Dennis Maddern 11I welcome you and your family to 2014, I hope this will be a prosperous year for all investors. 2013 was the best year for share market growth since 2009.

The years 2012, & 2013 were good years for Investors, particularly those who have taken advantage of Dollar Cost Averaging (DCA). In January ’13, the S&P/ASX 200 Index was circa 4700 pts, compared with 31 December ’13 when the same Index reached close to 5400 pts (15.1%).

Some key considerations for Investors in 2014: 

  • Earnings growth must drive share price uplifts
  • The past couple of years has been about cost cutting for listed firms, it is now time to increase earnings through increased productivity.
  • Commodity prices should hold steady given that lessening demand has already been built into mining share prices.
  • Government plans for Infrastructure development should help our economy
  • House pricing and low interest rates should also flow into company earnings.
  • Shares based on the pick-up in Australia should trade well in 2014: IAG, Harvey Norman, Boral, Lend Lease, Toll Holdings, 21st Century Fox, etc
  • Most analysts say: go overweight in equities, and underweight in Bonds. The 7% early December correction in the market represents a buying option
  • The local market is still trading on an average price-earnings ratio of 14.5 times, which is quite attractive.
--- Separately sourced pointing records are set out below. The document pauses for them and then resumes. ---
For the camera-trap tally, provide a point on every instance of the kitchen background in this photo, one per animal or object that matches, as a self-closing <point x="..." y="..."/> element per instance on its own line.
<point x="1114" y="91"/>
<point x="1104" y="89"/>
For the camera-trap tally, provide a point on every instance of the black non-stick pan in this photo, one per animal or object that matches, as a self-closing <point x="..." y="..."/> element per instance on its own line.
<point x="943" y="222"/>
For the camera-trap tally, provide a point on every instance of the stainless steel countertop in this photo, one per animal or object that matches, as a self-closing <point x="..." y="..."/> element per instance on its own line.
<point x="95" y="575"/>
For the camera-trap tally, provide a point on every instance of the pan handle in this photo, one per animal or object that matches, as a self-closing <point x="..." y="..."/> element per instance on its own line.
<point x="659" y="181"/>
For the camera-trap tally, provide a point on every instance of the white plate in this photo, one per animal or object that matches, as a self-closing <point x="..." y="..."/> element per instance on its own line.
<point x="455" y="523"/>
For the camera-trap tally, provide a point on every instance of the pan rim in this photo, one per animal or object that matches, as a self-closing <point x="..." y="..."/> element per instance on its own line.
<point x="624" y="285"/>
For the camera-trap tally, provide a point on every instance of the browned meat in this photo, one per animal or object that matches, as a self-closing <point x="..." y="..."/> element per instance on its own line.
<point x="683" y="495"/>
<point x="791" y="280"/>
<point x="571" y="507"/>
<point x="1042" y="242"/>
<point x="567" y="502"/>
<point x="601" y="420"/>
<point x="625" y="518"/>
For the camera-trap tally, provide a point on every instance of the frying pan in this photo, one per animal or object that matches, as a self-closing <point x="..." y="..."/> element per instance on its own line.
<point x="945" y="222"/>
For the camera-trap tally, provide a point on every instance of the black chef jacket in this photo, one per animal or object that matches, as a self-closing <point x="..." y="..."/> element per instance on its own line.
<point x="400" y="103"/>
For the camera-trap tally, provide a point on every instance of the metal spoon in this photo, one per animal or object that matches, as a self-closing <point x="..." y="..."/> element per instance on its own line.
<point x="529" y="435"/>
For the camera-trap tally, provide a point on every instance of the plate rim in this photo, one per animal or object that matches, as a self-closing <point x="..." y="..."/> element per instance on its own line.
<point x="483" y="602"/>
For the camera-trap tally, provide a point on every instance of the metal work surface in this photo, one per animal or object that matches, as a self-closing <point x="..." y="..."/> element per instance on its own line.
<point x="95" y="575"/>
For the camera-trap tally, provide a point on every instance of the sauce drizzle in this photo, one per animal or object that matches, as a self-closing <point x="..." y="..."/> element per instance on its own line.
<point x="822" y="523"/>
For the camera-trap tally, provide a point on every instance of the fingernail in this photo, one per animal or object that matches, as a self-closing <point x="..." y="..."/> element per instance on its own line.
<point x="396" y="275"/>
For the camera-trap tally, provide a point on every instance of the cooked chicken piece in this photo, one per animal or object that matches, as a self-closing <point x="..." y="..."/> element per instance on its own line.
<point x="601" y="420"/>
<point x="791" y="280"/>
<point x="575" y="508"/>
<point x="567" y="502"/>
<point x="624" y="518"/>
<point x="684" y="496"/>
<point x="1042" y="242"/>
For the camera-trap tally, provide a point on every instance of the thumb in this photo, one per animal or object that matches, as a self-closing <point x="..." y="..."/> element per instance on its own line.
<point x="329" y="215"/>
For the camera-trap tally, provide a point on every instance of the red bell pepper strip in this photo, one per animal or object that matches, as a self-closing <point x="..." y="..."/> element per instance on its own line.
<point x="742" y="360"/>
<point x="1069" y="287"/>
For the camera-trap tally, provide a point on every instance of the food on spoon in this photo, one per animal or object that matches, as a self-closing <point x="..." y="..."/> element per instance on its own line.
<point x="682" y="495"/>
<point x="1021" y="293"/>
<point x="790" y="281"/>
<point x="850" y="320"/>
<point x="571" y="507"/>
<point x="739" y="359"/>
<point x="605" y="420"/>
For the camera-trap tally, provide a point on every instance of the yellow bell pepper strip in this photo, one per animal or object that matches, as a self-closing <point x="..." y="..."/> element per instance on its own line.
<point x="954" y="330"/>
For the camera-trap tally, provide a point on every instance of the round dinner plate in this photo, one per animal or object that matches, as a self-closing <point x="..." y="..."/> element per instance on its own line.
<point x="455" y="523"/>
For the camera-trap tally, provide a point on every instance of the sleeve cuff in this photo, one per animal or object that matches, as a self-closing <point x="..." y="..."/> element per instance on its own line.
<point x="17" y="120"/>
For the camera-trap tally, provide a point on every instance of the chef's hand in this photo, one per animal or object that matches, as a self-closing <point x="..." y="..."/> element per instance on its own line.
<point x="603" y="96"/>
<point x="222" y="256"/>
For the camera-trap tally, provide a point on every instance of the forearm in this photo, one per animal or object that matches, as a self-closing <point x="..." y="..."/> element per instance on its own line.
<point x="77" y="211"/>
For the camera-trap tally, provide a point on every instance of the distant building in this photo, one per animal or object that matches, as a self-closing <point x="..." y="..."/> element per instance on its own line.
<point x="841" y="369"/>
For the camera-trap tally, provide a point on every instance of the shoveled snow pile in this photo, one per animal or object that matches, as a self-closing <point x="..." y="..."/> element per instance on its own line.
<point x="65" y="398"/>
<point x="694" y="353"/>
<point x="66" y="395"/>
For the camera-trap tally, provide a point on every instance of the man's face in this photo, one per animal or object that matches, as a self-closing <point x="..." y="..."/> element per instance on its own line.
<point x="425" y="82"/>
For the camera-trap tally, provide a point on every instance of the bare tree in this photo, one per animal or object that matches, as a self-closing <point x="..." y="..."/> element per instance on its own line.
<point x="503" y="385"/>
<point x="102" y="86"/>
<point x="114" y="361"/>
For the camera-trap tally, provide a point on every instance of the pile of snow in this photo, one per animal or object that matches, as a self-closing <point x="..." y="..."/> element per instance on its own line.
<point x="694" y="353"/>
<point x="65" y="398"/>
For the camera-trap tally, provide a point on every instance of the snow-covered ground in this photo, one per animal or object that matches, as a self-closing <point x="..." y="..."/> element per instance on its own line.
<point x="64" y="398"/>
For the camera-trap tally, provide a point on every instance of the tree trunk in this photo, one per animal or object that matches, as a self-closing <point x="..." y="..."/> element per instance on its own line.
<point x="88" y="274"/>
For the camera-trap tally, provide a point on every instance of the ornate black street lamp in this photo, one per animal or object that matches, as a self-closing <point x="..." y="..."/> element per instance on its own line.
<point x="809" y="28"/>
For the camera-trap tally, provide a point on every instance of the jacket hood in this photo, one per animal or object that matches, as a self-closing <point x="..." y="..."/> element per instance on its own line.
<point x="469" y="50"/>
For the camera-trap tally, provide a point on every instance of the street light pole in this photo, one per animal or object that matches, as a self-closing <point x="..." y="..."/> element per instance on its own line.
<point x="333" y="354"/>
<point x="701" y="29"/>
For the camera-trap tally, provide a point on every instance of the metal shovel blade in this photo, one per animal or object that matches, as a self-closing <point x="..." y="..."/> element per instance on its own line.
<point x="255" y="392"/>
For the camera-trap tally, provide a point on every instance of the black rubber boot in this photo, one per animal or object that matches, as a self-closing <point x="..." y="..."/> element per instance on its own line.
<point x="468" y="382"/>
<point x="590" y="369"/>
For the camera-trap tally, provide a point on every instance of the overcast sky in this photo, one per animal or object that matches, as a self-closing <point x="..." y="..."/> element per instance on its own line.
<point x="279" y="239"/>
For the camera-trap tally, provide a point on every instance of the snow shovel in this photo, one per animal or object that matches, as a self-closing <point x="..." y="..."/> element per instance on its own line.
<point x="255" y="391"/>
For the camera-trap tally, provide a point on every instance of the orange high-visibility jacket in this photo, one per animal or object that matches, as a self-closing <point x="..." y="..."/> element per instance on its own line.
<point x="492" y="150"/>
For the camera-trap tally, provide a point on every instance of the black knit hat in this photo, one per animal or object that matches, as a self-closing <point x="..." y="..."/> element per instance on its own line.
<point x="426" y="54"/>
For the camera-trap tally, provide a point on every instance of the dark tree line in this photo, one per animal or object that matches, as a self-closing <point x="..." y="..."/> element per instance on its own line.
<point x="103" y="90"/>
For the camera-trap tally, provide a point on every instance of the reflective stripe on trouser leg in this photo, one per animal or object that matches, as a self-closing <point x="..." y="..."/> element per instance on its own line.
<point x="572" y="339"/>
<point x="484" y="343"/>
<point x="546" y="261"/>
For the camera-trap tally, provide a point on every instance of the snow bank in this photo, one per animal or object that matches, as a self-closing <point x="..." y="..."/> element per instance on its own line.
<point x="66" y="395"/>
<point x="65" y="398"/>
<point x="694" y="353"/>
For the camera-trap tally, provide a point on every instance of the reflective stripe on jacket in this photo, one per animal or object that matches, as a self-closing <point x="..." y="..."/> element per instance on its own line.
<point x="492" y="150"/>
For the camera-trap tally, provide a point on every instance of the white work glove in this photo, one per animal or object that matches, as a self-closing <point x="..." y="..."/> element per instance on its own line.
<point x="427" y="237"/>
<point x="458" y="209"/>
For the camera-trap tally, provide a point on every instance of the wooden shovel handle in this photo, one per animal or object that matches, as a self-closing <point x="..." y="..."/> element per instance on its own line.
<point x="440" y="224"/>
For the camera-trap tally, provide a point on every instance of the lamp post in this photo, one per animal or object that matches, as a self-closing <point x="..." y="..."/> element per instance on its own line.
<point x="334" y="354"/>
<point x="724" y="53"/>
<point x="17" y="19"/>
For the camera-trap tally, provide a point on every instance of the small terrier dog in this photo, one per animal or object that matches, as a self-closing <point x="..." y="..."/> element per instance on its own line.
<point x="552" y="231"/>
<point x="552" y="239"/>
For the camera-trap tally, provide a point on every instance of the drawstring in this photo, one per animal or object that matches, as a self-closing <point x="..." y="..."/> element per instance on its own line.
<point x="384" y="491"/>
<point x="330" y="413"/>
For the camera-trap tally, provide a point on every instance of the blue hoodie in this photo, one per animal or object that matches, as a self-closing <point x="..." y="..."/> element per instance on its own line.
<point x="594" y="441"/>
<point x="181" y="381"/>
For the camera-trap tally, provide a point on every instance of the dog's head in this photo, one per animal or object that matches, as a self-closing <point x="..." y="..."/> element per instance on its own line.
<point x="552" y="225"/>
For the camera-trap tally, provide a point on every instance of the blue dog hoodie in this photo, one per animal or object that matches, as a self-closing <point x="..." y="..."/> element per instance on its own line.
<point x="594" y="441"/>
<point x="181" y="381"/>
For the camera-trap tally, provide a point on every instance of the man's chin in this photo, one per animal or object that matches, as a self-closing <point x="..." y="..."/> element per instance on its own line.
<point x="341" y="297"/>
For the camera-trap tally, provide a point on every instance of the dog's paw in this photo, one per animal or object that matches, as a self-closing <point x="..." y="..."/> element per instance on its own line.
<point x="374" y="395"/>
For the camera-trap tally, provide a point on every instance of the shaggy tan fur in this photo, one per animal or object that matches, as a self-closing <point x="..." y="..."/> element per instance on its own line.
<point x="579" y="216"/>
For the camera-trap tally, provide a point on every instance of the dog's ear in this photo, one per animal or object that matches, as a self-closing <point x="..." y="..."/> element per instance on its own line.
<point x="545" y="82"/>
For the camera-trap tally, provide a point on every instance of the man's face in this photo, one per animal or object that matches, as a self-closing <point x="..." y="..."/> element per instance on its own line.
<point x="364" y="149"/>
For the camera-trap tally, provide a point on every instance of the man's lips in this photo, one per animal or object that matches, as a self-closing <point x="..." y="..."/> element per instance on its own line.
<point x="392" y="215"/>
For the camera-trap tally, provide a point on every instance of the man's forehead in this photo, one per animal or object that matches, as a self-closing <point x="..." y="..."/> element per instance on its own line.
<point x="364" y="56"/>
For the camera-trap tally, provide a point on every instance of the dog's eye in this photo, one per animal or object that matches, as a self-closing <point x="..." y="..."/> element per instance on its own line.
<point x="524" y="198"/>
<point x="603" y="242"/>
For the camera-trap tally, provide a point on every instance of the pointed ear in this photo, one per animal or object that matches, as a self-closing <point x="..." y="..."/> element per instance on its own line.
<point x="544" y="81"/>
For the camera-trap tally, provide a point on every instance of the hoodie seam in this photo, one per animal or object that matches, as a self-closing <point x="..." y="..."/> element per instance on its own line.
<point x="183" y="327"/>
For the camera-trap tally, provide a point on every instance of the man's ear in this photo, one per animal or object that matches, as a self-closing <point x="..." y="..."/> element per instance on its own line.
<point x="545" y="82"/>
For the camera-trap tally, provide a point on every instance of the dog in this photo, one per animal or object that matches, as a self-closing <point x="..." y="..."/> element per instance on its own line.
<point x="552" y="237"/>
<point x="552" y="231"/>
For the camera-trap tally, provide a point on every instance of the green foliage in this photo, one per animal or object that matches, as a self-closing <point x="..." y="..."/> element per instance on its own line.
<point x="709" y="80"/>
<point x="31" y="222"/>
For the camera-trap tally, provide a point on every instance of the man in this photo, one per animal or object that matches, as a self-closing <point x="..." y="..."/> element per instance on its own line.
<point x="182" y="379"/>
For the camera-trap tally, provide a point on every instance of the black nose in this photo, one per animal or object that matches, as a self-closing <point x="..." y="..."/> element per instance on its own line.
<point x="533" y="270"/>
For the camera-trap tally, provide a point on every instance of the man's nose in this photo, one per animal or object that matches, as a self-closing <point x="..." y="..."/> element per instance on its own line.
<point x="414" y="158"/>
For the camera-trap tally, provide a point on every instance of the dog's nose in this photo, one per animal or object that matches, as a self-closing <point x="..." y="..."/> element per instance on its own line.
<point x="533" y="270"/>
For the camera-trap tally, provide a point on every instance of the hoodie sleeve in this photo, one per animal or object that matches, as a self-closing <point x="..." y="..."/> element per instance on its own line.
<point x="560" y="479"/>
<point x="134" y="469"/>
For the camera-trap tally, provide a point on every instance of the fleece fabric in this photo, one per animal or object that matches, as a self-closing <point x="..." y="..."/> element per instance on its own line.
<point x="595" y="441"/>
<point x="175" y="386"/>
Value of the AUD$ in 2014?

  •  US Fed tapering of Asset purchases must be considered in any conversation of the value of the AUD$
  •  Asian markets should rise nicely in 2014 following sluggish performance in 2013. Special mention of Japan, and Abenomics should also be made as a possible Investment opportunity
  •  European markets may be slow growth oriented this year due to Bank sector contraction, a lack of strength in the economic recovery, outside of Germany, etc
  •  AUD$ should stay around the 86-88c range which should assist exports, and earnings growth in some shares.

Summary for 2014

  • To continue rising, the Australian share market must continue to climb by way of earnings lifts.
  • Since 1983, the Australian share market has risen circa 11%, if this trend were to continue, then the ASX would be close to 5900 pts in twelve months.
  • In 2012, PE ratios were circa 10 times earnings. This PE ratio is now trading at 14.5% times earnings – earnings growth is the key to a sustained share market rise.
  • The 7% market correction in December should provide a DCA opportunity
  • DCA still holds one of the best approaches to wealth creation.